This problem offers a simple context to begin exploration that naturally leads to some interesting conjectures about properties of numbers, and the possibility of developing some quite sophisticated algebraic arguments and proofs.

One approach is to introduce the lesson in the way it is introduced on the video, with students suggesting numbers and then the teacher at first, and then the whole class, finding ways to express them as consecutive sums.

Here is an alternative approach:

"Can someone give me a set of two or more consecutive numbers?"

Write a few sets on the board.

"What totals do we get by adding the consecutive numbers in these sets?"

Write + signs in between the lists of numbers.

"These totals are all examples of numbers that can be written as the sum of consecutive numbers. Do you think all numbers can be written in this way?"

"How about trying to write the numbers from $1$ to $30$ as sums of consecutive numbers?"

Give students time to work in pairs on filling in the gaps from $1$ to $30$. While they are working, write the numbers from $1$ to $30$ on the board ready to collect together the sums the class have found.

*If students ask about negative numbers, one possible answer is: "Stick to positive numbers for now, and then perhaps investigate negative numbers later."*

Once most pairs have filled in most of the gaps, collect their results on the board.

"Spend a minute looking at these results and then be prepared to talk about anything interesting that you notice."

Give them time to think on their own at first and then share ideas with their partner, before discussion with the whole class.

Next, collect together any noticings, and write them on the board in the form of questions or conjectures. If such conjectures are not forthcoming, there are some suggested lines of enquiry in the problem.

Allow pairs time to work on the conjectures of their choosing, reminding them that they will need to provide convincing arguments to explain any of their conclusions.

*If appropriate, bring the class together to spend some time discussing algebraic representations of consecutive numbers ($n, n+1, n+2...$) to give students the tools to create algebraic proofs.*

Finally, students could create a poster, a presentation or a short report explaining one key conclusion that they came to, together with the convincing arguments they used to explain it.

What happens when you add together a pair of consecutive numbers? Three consecutive numbers?

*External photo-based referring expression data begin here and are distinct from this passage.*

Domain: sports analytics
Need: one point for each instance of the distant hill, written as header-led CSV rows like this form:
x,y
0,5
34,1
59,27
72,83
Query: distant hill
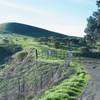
x,y
28,30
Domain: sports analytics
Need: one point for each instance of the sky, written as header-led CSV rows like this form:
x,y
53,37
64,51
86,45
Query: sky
x,y
63,16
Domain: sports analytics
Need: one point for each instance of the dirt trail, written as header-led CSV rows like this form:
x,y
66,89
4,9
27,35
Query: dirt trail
x,y
92,91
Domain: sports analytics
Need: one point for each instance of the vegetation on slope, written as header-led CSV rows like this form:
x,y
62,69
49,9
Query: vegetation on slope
x,y
70,88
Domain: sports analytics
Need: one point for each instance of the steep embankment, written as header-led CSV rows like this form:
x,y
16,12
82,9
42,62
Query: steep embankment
x,y
92,91
70,88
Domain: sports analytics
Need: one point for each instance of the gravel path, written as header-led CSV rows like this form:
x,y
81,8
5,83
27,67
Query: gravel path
x,y
92,91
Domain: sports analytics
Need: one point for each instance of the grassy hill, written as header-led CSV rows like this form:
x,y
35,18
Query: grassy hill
x,y
29,66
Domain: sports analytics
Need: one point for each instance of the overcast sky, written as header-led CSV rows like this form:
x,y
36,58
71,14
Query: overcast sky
x,y
63,16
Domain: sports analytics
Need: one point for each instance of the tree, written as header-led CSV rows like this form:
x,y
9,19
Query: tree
x,y
93,27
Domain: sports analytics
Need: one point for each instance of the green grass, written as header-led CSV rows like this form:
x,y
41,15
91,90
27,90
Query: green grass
x,y
70,88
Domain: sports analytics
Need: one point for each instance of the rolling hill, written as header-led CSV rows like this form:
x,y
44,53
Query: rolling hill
x,y
33,70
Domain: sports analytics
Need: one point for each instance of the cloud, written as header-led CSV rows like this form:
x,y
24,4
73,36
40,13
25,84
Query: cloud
x,y
25,8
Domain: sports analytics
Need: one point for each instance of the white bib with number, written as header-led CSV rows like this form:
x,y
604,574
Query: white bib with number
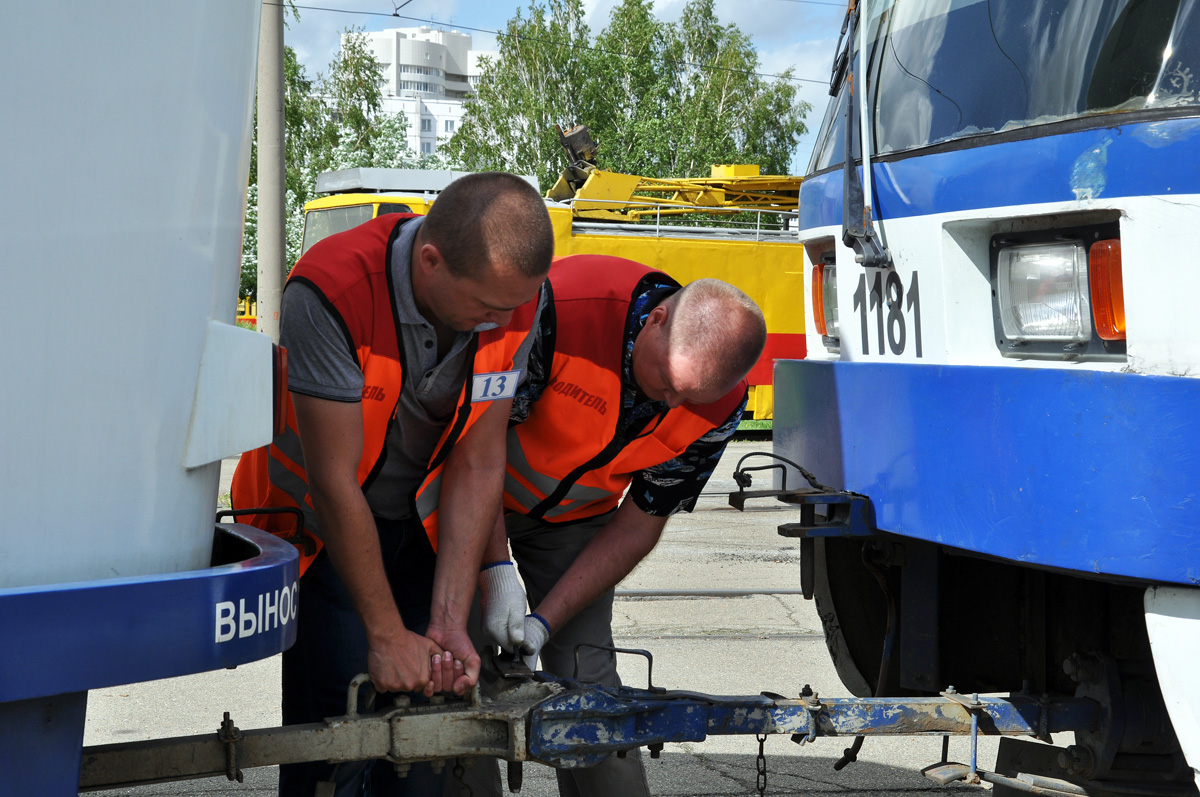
x,y
491,387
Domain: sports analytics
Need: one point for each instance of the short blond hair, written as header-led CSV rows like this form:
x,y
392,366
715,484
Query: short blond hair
x,y
714,323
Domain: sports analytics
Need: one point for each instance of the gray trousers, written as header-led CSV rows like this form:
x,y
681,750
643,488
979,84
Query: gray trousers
x,y
543,553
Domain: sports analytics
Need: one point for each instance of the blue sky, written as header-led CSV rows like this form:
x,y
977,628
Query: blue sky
x,y
798,34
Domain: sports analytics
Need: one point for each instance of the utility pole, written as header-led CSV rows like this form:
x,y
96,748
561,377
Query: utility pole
x,y
270,168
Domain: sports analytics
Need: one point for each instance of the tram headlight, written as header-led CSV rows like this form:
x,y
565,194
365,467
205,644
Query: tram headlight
x,y
1043,292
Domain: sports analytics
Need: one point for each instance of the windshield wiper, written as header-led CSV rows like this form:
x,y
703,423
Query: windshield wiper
x,y
857,226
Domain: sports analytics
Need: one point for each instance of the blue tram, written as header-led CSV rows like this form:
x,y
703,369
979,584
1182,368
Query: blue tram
x,y
999,227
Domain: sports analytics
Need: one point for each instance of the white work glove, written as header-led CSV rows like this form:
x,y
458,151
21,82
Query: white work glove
x,y
503,606
537,634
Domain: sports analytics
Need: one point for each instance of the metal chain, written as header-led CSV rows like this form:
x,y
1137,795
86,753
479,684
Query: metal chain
x,y
459,771
761,763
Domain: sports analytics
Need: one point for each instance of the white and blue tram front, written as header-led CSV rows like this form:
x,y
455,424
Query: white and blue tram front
x,y
1007,367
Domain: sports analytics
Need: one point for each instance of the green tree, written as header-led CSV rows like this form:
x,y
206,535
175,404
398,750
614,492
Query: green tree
x,y
331,121
660,99
539,78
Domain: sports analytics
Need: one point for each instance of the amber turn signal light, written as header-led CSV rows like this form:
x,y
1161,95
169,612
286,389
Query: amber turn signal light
x,y
1108,289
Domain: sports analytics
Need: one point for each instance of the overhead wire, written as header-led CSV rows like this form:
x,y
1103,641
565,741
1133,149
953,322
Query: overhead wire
x,y
550,41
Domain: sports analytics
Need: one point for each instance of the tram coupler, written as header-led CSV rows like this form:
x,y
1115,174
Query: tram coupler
x,y
846,514
585,723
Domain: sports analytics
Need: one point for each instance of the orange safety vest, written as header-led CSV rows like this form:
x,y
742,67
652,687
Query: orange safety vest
x,y
565,462
352,273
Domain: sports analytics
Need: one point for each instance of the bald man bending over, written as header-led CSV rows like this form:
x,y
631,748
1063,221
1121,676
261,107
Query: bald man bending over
x,y
635,383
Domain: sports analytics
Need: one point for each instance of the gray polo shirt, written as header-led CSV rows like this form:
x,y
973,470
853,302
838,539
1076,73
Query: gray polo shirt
x,y
322,365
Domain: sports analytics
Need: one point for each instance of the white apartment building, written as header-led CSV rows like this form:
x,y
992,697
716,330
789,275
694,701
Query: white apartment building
x,y
426,76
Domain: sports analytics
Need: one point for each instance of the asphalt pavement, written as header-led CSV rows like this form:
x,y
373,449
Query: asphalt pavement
x,y
767,641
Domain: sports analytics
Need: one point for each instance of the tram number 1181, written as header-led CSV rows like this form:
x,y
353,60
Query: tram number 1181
x,y
887,289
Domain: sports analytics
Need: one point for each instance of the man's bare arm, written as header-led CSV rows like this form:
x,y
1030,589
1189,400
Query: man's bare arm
x,y
472,486
331,438
616,550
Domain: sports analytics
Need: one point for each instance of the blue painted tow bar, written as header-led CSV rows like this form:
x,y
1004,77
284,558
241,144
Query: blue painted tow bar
x,y
583,724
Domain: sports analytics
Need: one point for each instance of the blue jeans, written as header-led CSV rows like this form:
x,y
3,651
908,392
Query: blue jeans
x,y
331,648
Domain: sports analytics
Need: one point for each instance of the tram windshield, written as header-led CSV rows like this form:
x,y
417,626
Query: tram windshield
x,y
943,70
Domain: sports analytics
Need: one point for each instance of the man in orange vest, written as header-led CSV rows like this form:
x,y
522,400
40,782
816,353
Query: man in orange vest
x,y
635,383
407,337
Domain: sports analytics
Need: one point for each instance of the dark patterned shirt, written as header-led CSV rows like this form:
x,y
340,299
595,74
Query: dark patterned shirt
x,y
673,485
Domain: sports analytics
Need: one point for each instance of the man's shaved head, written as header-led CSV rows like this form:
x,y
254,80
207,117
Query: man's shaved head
x,y
491,219
718,325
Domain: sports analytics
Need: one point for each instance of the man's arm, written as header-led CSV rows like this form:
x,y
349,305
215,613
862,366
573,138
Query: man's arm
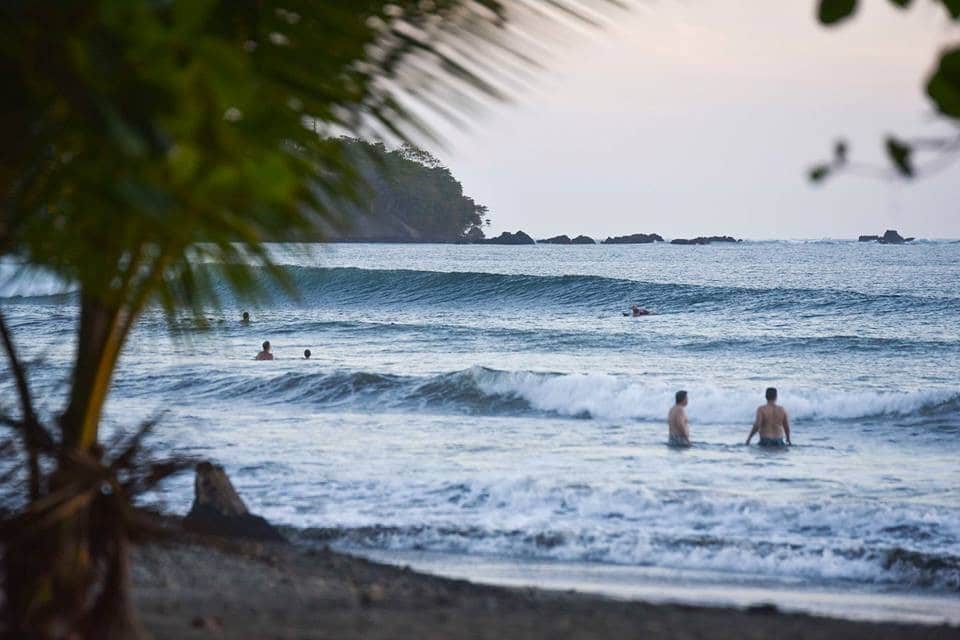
x,y
756,427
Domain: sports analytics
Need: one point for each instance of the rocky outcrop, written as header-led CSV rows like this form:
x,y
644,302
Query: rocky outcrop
x,y
636,238
704,240
510,238
565,239
890,236
218,510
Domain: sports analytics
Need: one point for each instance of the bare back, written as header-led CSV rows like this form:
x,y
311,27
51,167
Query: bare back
x,y
771,419
677,420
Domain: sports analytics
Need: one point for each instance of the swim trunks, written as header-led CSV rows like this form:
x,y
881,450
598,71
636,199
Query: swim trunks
x,y
674,441
772,442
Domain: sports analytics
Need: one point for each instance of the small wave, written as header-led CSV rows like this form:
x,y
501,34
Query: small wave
x,y
790,559
484,391
351,286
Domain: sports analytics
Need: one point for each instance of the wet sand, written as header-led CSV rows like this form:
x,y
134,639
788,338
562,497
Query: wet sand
x,y
204,588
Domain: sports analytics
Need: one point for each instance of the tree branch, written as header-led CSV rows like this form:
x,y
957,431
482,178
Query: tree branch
x,y
35,436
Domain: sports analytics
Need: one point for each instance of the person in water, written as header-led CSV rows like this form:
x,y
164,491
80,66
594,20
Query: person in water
x,y
265,354
772,423
637,311
677,421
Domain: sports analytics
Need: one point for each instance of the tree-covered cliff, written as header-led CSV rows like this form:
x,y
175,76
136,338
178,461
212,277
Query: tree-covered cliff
x,y
410,197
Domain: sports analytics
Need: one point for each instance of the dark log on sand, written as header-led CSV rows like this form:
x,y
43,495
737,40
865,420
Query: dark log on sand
x,y
218,509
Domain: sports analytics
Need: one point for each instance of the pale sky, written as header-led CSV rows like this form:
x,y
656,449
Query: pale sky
x,y
702,117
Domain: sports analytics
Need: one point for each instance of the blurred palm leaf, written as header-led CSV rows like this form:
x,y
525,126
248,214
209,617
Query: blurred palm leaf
x,y
149,136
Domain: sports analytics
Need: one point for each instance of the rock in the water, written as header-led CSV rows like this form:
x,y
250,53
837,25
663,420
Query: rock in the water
x,y
218,509
510,238
890,236
704,240
636,238
565,239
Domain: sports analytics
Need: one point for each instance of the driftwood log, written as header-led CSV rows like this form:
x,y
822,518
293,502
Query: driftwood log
x,y
218,509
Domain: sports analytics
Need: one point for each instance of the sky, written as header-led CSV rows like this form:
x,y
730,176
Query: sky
x,y
702,117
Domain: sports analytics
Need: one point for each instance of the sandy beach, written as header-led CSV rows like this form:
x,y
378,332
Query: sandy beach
x,y
202,588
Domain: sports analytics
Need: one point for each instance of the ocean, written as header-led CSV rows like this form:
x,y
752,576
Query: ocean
x,y
488,412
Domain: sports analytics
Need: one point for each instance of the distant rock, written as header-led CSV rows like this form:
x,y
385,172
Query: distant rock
x,y
890,236
705,240
510,238
218,510
636,238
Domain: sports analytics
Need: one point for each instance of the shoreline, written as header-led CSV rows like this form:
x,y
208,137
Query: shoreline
x,y
193,587
656,585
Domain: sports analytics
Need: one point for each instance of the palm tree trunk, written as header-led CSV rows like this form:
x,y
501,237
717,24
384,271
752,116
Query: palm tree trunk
x,y
69,577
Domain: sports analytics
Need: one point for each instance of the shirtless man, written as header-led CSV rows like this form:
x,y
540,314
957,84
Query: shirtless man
x,y
772,423
677,420
265,354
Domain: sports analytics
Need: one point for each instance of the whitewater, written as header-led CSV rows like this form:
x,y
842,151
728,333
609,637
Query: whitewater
x,y
489,412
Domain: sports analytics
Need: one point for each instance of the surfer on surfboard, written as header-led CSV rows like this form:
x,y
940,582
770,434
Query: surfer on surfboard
x,y
637,311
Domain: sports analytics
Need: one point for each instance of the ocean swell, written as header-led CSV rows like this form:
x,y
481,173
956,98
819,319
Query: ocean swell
x,y
485,391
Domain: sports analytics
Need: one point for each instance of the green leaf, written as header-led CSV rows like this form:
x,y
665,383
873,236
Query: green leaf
x,y
840,152
819,173
833,11
900,153
944,85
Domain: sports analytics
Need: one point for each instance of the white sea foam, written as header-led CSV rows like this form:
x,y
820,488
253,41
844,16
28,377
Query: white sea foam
x,y
606,396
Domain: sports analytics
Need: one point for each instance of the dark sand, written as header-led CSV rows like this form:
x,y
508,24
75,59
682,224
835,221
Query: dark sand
x,y
204,589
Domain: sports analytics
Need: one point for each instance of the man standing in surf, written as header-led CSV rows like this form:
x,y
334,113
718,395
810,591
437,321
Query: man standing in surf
x,y
772,423
679,434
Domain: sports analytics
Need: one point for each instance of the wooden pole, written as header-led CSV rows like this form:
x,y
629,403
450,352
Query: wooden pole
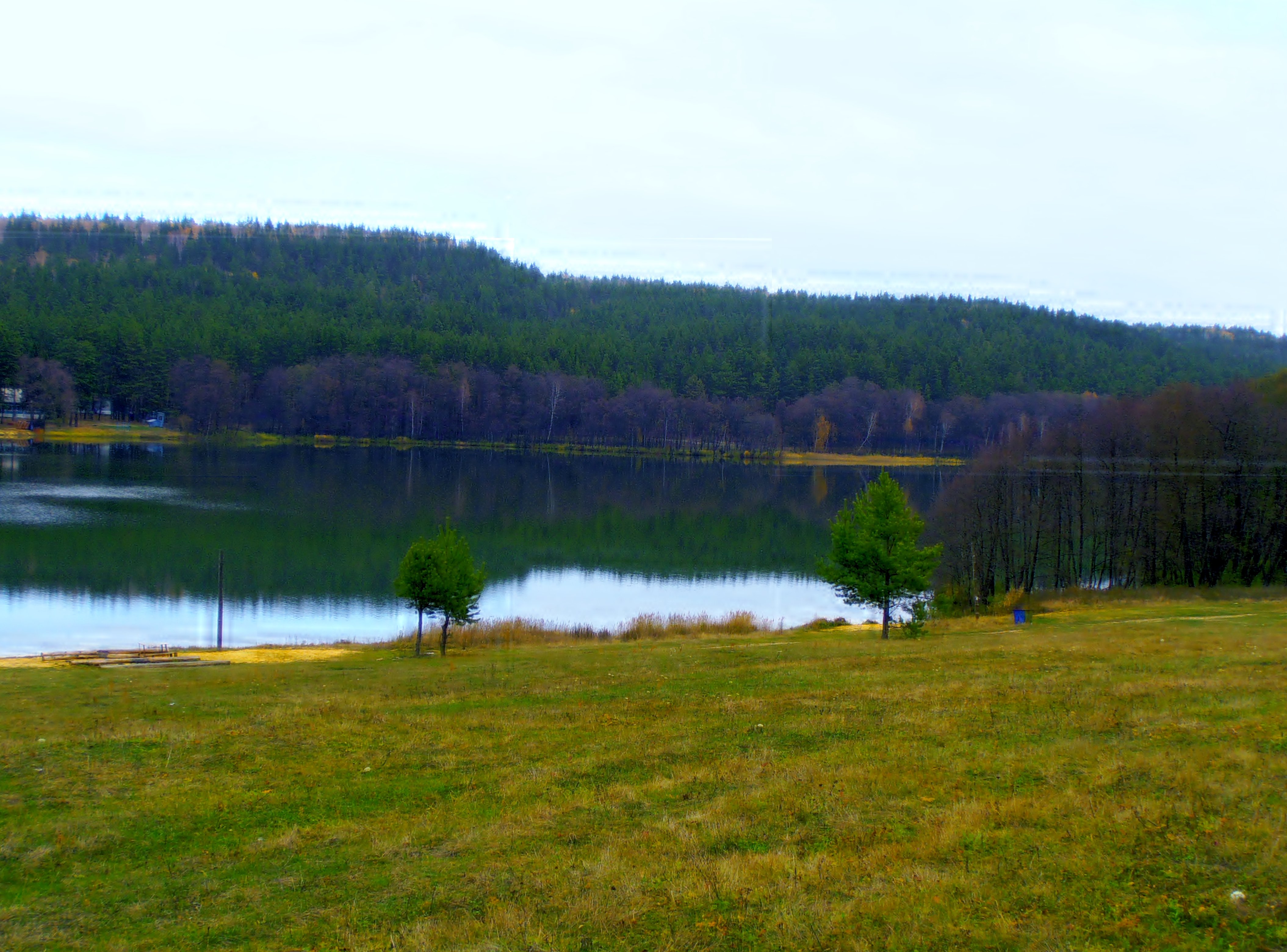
x,y
221,644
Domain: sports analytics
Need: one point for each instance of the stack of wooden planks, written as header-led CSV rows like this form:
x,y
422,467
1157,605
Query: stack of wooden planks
x,y
160,657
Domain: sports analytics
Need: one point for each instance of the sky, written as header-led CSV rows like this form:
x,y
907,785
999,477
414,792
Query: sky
x,y
1127,160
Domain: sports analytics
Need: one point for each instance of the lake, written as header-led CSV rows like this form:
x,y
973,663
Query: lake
x,y
116,546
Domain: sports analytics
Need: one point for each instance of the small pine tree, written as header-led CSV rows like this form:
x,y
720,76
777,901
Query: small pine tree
x,y
874,556
438,575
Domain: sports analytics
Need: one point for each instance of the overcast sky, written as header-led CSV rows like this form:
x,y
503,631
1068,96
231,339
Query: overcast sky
x,y
1125,159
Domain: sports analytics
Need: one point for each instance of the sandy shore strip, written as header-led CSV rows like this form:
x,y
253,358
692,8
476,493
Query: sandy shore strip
x,y
266,655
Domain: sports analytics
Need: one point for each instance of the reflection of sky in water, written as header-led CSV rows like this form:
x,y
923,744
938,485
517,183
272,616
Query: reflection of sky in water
x,y
45,621
55,503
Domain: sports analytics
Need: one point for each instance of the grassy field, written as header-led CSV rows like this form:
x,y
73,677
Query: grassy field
x,y
1102,779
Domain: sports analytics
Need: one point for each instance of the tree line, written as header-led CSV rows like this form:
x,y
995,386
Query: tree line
x,y
1186,487
120,303
392,398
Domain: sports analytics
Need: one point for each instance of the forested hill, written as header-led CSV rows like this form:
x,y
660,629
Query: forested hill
x,y
119,303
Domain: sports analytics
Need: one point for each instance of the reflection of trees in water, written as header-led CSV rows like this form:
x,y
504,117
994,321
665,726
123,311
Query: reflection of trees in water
x,y
308,521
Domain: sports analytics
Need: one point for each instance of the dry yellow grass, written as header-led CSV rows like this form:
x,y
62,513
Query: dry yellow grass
x,y
788,459
1096,780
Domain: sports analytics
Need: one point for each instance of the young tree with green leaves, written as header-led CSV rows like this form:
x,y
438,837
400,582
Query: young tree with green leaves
x,y
438,575
874,556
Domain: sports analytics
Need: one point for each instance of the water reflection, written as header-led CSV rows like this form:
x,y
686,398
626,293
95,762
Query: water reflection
x,y
117,546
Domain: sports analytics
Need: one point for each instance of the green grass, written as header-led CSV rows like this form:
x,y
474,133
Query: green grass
x,y
1096,780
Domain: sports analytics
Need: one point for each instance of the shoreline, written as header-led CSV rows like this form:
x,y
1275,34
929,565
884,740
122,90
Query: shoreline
x,y
99,434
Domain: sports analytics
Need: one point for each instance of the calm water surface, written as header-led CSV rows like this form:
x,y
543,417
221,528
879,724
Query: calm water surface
x,y
117,546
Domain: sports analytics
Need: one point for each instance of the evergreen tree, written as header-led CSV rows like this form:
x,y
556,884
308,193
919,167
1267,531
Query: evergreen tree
x,y
439,577
874,556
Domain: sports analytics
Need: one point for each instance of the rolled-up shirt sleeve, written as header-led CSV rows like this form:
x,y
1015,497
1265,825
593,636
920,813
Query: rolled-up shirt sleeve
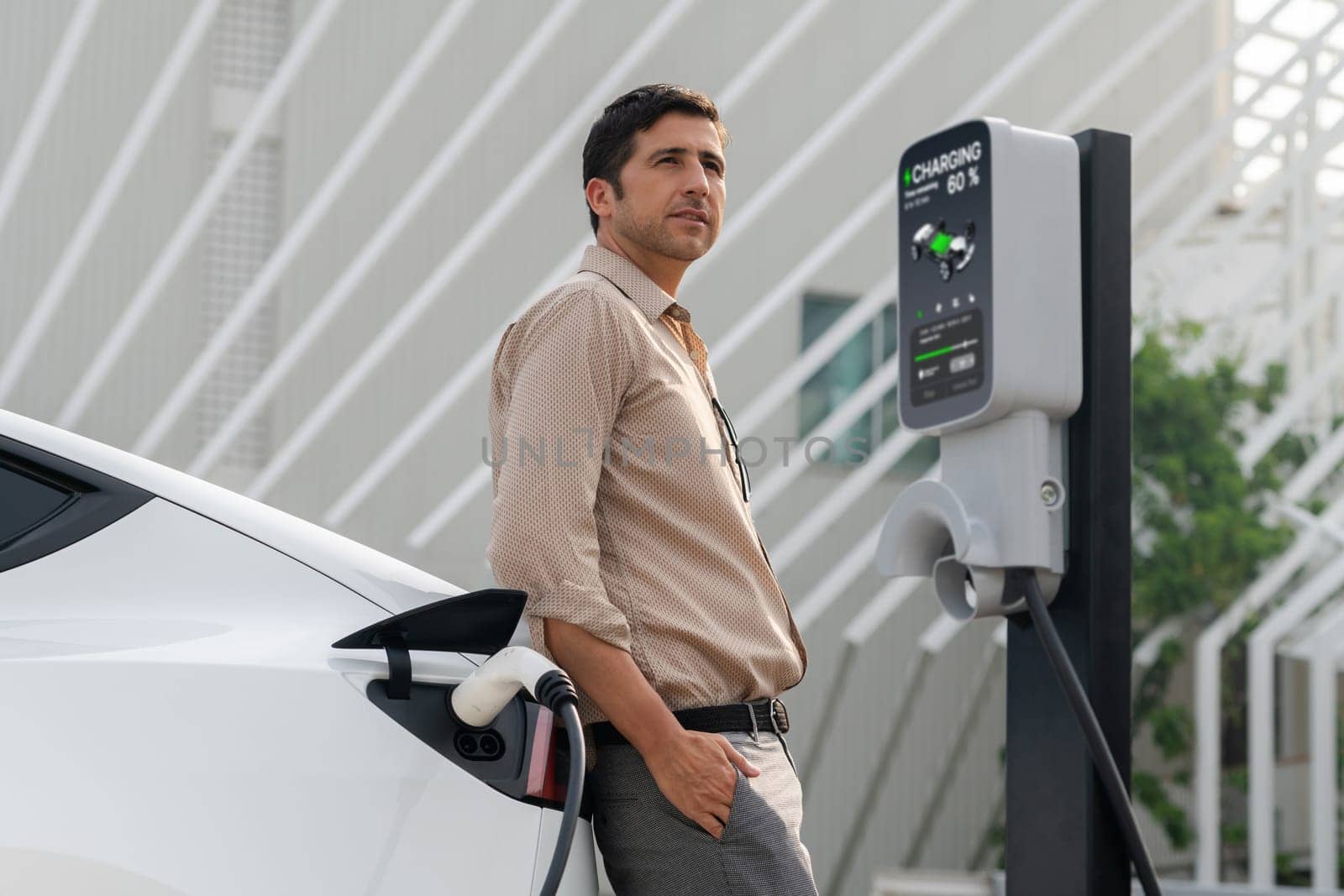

Four?

What do you notice about the numbers you can't make?

If the first of a set of consecutive numbers is $n$, how can you express the next numbers in the set, and hence the total, algebraically?

Challenge students to find an efficient way to calculate how many different ways $x$ can be expressed as a sum of consecutive numbers, for any $x$.

More challenging extension - prove that it is not possible to write $2^n$ as the sum of consecutive positive whole numbers, for any $n$.

Pair Products offers another good context for exploring properties of numbers and then using algebra to represent and explain the results.

When collecting together the class's results for the numbers from $1$ to $30$, they can be arranged on the board in ways that will make it easier for patterns to emerge. Charlie's results from the problem could be set out like this:

9 = | 4+5 | 2+3+4 | ||

10 = | 1+2+3+4 | |||

11 = | 5+6 | |||

12 = | 3+4+5 | |||

13 = | 6+7 | |||

14 = | 2+3+4+5 | |||

15 = | 7+8 | 4+5+6 | 1+2+3+4+5 |